C’est le retour. «The Return», si vous êtes anglophone comme David Mach. L’Ecossais est en effet revenu à Genève, histoire de fêter les 40 ans d’Andata/Ritorno. L’événement aurait dû se passer en septembre. Nous sommes en novembre. Un très léger décalage horaire, selon des normes devenues habituelles. Et puis, après tout, il ne s’agissait pas là que d’allumer les bougies d’un gâteau d’anniversaire. Mach a en effet voulu réactiver une pièce de 1988, qui traînait dans un dépôt. «No Rest for the Wicked», dit son titre. Pas de repos pour les méchants. Moi je veux bien. Mais trente-trois ans de mise à l’ombre, c’est tout de même un grand sommeil.
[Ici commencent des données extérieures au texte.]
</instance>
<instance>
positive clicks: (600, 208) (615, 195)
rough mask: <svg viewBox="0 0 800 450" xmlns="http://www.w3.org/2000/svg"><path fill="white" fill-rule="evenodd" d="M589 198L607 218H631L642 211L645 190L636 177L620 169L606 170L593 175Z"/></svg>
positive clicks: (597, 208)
David Mach, « No Rest for the Wicked », installation - 1988-202,  @Adrian Moakes

Première collaboration en 1983

«J’ai connu le travail de David Mach à ses tout débuts», explique Joseph Farine dans les locaux tout blancs d’Andata Ritorno. «Un ami m’a ramené des photos de sa première grande exposition à Londres. C’était durant l’été 1983. J’ai été immédiatement séduit. En septembre de la même année, il proposait une nouvelle installation chez moi.» L’artiste avait demandé pour ce faire deux tonnes de papier journal et 2000 bouteilles. «Les pages de maculature ont fini par former une sorte de tornade autour de ma colonne centrale, tandis que les récipients composaient des figures d’animaux sur le sol.» C’était le début d’une longue complicité. «J’ai montré Mach aussi bien à Art/Basel qu’à Arco de Madrid. Nous sommes mêmes allés jusqu’à l’île de La Réunion ensemble.» Les choses ont duré ainsi jusqu’en 1995. «Puis David Mach est devenu trop cher pour moi…»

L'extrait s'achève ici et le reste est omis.